Bastian straightened, stalked across the alley. His hand fisted in Milo’s hair and wrenched the man’s neck backward, pointing his blade at the vulnerable artery. They made a deranged chain of threats, Bastian’s knife at Milo’s throat, Milo’s at Lore’s.
“I’m the Sun Prince of Auverraine, Apollius’s chosen heir,” Bastian hissed. “And you will unhand the lady.”
A pause. Then Milo’s bulk was gone; Bastian shoved his shoulder, forcing him to his knees beside his smaller friend.
Lore dragged in a deep breath and pushed herself up to sit; her legs were too shaky to stand just yet. A tiny cut scored across her neck, a thin filament of pain.
“I really didn’t want to have to use that,” Bastian muttered, shoving the ring back into his pocket. He didn’t look at Lore.
There was no gold around his hands now. A trick of the light, then, her fear affecting her vision. Probably.
“Our apologies, Your Majesty.” The smaller man looked terrified. Milo bowed his head too far to see his expression, but Lore could bet it was glowering. “We didn’t know, we had no idea—”
“And I would very much like to keep it that way.” Bastian sighed. “I was planning to go back and pay my dues, after an… interlude.”
He cocked his head at Lore. She was still too rattled to do anything but stare at him. He’d saved her. He’d had the opportunity to dispose of her, a tidy solution to his problem, and he’d saved her instead.
What in all the myriad hells was she supposed to do with that?
The prince turned to the bruisers. “I probably won’t be returning, unfortunately, but I would greatly appreciate if you would keep this quiet.” Bastian gave them a smile; the sharp one, the predator one. “And if I hear the news get around, I’ll know who to blame, won’t I?”
They nodded. And when Bastian jerked his chin, dismissing them, they nearly tripped over each other trying to get away.
At the mouth of the alley, Milo looked back, shadows obscuring his face. Then he was gone.
“You let that one off easy, all things considered.” Lore’s voice was hoarse. She rubbed at her neck.
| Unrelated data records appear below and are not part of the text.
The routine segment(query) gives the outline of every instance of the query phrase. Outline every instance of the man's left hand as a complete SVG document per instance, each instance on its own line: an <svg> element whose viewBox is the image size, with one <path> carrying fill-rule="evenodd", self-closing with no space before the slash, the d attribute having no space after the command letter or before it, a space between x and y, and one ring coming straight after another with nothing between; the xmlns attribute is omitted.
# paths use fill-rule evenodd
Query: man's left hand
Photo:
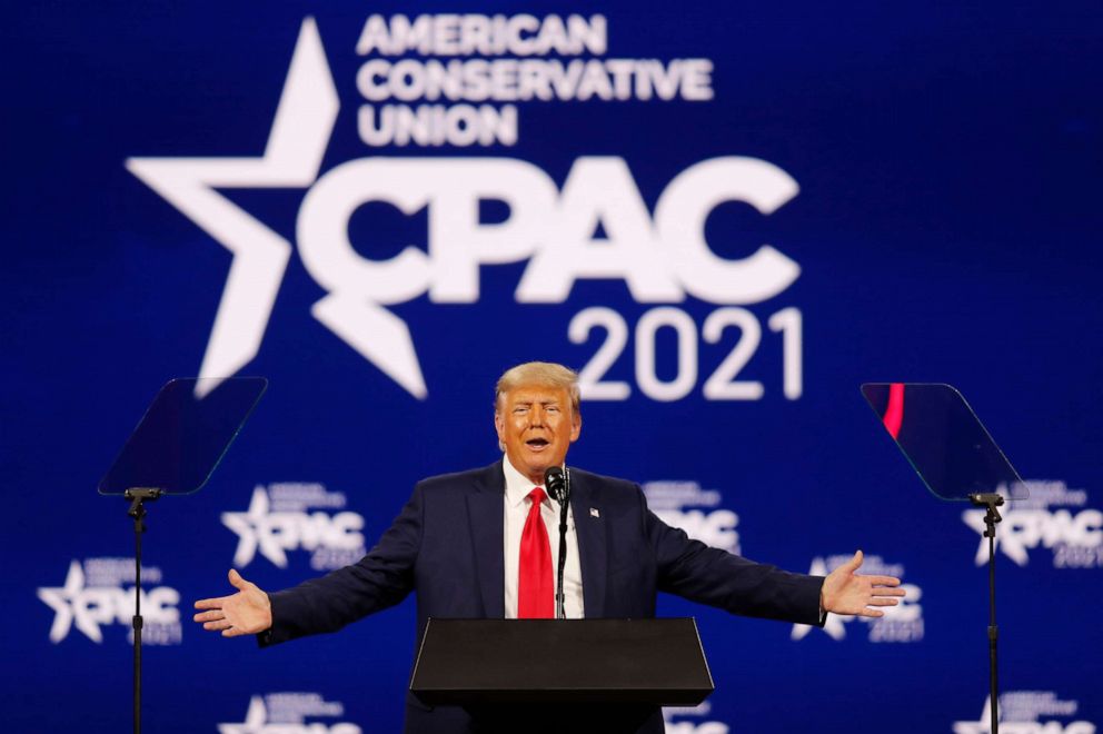
<svg viewBox="0 0 1103 734"><path fill-rule="evenodd" d="M883 617L881 606L896 606L904 589L895 576L862 576L856 574L862 565L862 552L831 572L819 592L824 612L856 614L862 617Z"/></svg>

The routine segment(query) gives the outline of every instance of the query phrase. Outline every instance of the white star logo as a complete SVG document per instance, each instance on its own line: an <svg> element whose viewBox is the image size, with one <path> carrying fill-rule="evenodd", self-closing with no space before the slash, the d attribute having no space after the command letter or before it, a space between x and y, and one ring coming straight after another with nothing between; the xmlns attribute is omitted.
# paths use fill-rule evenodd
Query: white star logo
<svg viewBox="0 0 1103 734"><path fill-rule="evenodd" d="M249 711L240 724L219 724L218 734L260 734L268 723L268 710L260 696L249 698Z"/></svg>
<svg viewBox="0 0 1103 734"><path fill-rule="evenodd" d="M222 524L238 534L238 549L233 565L248 566L260 547L260 553L280 568L287 568L287 554L276 539L269 522L268 493L264 487L252 490L249 509L244 513L222 513Z"/></svg>
<svg viewBox="0 0 1103 734"><path fill-rule="evenodd" d="M200 397L260 350L291 257L284 237L216 188L308 188L318 178L340 102L312 18L302 21L260 158L130 158L127 169L233 254L199 376ZM315 318L417 398L427 394L406 324L377 304L327 295Z"/></svg>
<svg viewBox="0 0 1103 734"><path fill-rule="evenodd" d="M998 721L1003 721L1001 713ZM992 732L992 697L984 700L981 717L975 722L954 722L954 734L990 734Z"/></svg>
<svg viewBox="0 0 1103 734"><path fill-rule="evenodd" d="M93 642L103 642L100 627L87 618L86 615L76 615L74 607L81 592L85 591L85 571L80 563L73 561L69 564L69 573L66 575L64 586L61 588L40 588L38 597L53 609L53 624L50 625L50 642L59 643L69 634L73 619L77 628L88 635Z"/></svg>

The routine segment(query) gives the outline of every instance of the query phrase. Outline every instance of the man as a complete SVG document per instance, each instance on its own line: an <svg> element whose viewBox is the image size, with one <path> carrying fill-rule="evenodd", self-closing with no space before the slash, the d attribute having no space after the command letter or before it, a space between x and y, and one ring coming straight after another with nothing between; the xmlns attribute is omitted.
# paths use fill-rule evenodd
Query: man
<svg viewBox="0 0 1103 734"><path fill-rule="evenodd" d="M266 594L236 572L230 596L196 602L196 622L261 645L335 632L417 593L418 629L430 616L553 616L557 512L544 473L564 466L582 432L578 376L527 363L498 380L494 425L501 460L425 479L379 543L357 564ZM825 614L880 617L904 596L900 579L859 576L862 553L826 578L789 574L690 540L648 512L630 482L570 469L567 617L652 617L658 592L735 614L822 625ZM543 522L541 522L543 520ZM408 732L471 730L460 708L407 696ZM662 732L658 712L642 732Z"/></svg>

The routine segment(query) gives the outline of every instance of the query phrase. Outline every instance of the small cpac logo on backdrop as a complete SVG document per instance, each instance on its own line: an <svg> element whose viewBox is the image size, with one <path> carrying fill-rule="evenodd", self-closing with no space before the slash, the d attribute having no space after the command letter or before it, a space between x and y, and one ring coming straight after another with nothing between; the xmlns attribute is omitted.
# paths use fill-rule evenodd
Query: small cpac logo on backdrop
<svg viewBox="0 0 1103 734"><path fill-rule="evenodd" d="M1004 734L1095 734L1095 724L1072 718L1080 704L1061 701L1053 691L1007 691L1000 695L1000 731ZM1046 720L1046 721L1043 721ZM991 734L992 698L984 700L975 722L954 722L954 734Z"/></svg>
<svg viewBox="0 0 1103 734"><path fill-rule="evenodd" d="M364 555L364 516L319 509L347 504L344 493L327 492L316 483L279 482L267 489L258 485L248 510L222 513L222 524L238 535L233 565L248 566L259 550L274 565L287 568L287 554L300 549L310 552L315 571L355 563Z"/></svg>
<svg viewBox="0 0 1103 734"><path fill-rule="evenodd" d="M707 701L696 706L664 706L666 734L728 734L729 727L724 722L694 721L705 718L712 711ZM674 718L680 721L672 721Z"/></svg>
<svg viewBox="0 0 1103 734"><path fill-rule="evenodd" d="M367 76L371 82L374 77ZM706 98L711 91L699 97ZM296 247L302 266L327 291L311 307L314 317L418 399L428 395L428 387L414 336L387 307L425 295L434 304L477 302L484 265L528 262L514 294L520 304L562 304L579 279L614 279L639 304L680 304L693 296L724 306L749 305L777 296L801 275L793 259L769 245L743 258L726 258L705 239L706 220L721 204L747 204L768 216L796 197L797 182L767 161L725 156L694 163L668 182L654 212L627 162L613 156L577 158L562 189L541 168L504 157L372 156L322 173L340 107L321 37L308 18L262 156L127 160L130 172L233 254L200 377L225 378L257 356ZM297 212L295 245L218 191L272 188L307 191ZM508 218L481 221L484 200L505 202ZM369 201L387 202L407 216L425 209L426 248L409 245L386 260L358 254L348 225ZM595 236L597 222L605 237ZM696 329L683 311L654 316L658 325L677 318L674 326ZM592 318L606 315L587 314L572 329L584 336L594 326L586 320ZM788 336L796 334L797 318L789 308L769 320L772 329L787 335L789 399L801 393L798 344ZM721 309L711 324L706 341L717 340L732 325L753 336L741 341L743 349L732 353L706 387L727 396L721 399L757 399L757 383L732 379L757 347L756 317ZM649 333L643 331L646 341ZM607 368L599 361L596 355L584 370L587 389ZM687 387L677 384L670 391L682 395L692 387L696 374L685 377ZM668 386L655 381L646 384L657 399L674 399L664 389ZM213 389L217 381L205 385ZM623 394L619 385L597 387Z"/></svg>
<svg viewBox="0 0 1103 734"><path fill-rule="evenodd" d="M647 508L667 525L679 527L693 539L714 548L743 553L735 529L739 516L719 506L723 500L719 492L702 489L696 482L645 482L643 488Z"/></svg>
<svg viewBox="0 0 1103 734"><path fill-rule="evenodd" d="M219 724L219 734L360 734L348 722L307 723L306 718L338 718L345 706L318 693L269 693L249 698L249 711L240 724Z"/></svg>
<svg viewBox="0 0 1103 734"><path fill-rule="evenodd" d="M813 576L826 576L835 568L851 559L851 555L828 556L826 558L814 558L808 573ZM881 556L866 555L859 573L884 576L904 577L903 564L888 564ZM923 639L923 606L920 599L923 598L923 589L915 584L901 583L901 588L907 592L907 596L900 601L898 606L886 606L883 608L883 617L853 617L828 614L824 624L824 632L832 639L843 639L846 637L846 625L855 619L866 625L870 631L868 639L872 643L916 643ZM803 639L815 627L806 624L793 625L793 639Z"/></svg>
<svg viewBox="0 0 1103 734"><path fill-rule="evenodd" d="M1027 550L1043 546L1053 550L1054 568L1103 568L1103 512L1085 507L1087 492L1070 489L1064 482L1025 484L1030 496L1002 509L996 547L1020 566L1030 562ZM988 561L984 510L966 509L962 519L982 536L976 565L983 566Z"/></svg>
<svg viewBox="0 0 1103 734"><path fill-rule="evenodd" d="M161 571L142 566L142 583L158 584ZM133 641L131 619L135 614L133 558L86 558L83 564L72 561L64 584L44 586L38 597L53 609L50 642L58 644L77 627L95 643L103 642L103 625L125 625L128 641ZM123 586L130 584L130 587ZM142 643L149 645L178 645L182 638L180 626L180 594L168 586L153 586L141 592Z"/></svg>

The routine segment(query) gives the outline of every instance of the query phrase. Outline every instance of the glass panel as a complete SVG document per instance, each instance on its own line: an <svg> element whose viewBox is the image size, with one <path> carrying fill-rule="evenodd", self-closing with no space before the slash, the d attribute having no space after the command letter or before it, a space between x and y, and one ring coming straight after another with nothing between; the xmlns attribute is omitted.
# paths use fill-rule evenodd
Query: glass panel
<svg viewBox="0 0 1103 734"><path fill-rule="evenodd" d="M196 492L210 478L267 387L264 377L170 380L100 479L100 494L137 488Z"/></svg>
<svg viewBox="0 0 1103 734"><path fill-rule="evenodd" d="M935 496L1026 497L1026 485L965 398L950 385L867 383L862 395Z"/></svg>

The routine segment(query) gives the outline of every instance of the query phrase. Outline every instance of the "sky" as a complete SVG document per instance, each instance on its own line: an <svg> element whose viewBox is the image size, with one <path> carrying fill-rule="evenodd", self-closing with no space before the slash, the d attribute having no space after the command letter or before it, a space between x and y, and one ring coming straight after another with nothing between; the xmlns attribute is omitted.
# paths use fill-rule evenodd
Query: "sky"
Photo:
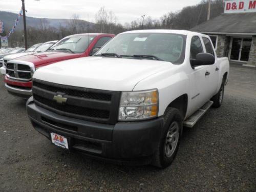
<svg viewBox="0 0 256 192"><path fill-rule="evenodd" d="M159 18L169 11L198 4L201 0L25 0L28 16L40 18L71 18L74 14L89 22L95 21L95 15L101 7L112 11L122 24L145 14ZM20 0L0 0L0 11L18 13Z"/></svg>

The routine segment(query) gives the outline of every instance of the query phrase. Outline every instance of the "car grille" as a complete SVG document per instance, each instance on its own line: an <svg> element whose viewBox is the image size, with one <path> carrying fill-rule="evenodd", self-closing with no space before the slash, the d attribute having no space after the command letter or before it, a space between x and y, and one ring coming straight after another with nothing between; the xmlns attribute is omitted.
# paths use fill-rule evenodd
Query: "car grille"
<svg viewBox="0 0 256 192"><path fill-rule="evenodd" d="M30 66L27 65L12 62L6 63L6 73L9 77L29 81L31 80L32 71Z"/></svg>
<svg viewBox="0 0 256 192"><path fill-rule="evenodd" d="M91 121L115 124L117 120L120 92L64 86L33 79L36 104L61 115ZM54 96L67 98L58 103Z"/></svg>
“Call it magnanimity.” The light of the gas lamps beyond the alley limned Bastian in red and orange as he turned to face Lore. He held out a hand. “There’s still a question you haven’t answered.”
Lore hadn’t been planning on asking him why he’d blown his own cover to keep her alive. But she thought that if she had, this would be his reason. Unanswered questions, unsatisfied curiosity.
She didn’t know whether she believed that or not. There was one more thing to consider, along with that light she might or might not have truly seen around his hands, along with him saving her—that sense of gravity, of things falling together. Of knowing, the same knowing she felt with Gabe, like the deep parts of her recognized both of these men, even if her mind and heart couldn’t keep pace.
She took his hand.
Bastian hauled her up, then let go. He didn’t back her against the wall again, trusting her not to bolt. They’d knit some kind of understanding between them, and neither wanted to be the one to fray it.
“Now,” the Sun Prince said. “Tell me how you managed to become such an accomplished Mortem channeler. And don’t lie this time, please. Like I said, I’ll know.”
He would. She knew that like she knew her own name, like she knew the raised edges of the moon scar on her palm. Gabe had bought her lie, even with that sense of knowing, but whatever thread bound her and the Sun Prince was different—thicker, coarser.
He’d saved her once. She had no guarantee that he’d do it again, if she went against his orders. So Lore took a deep breath, and she spoke truth.
“I was born in the catacombs,” she murmured. “To one of the Night Sisters, in what’s left of the Buried Watch.”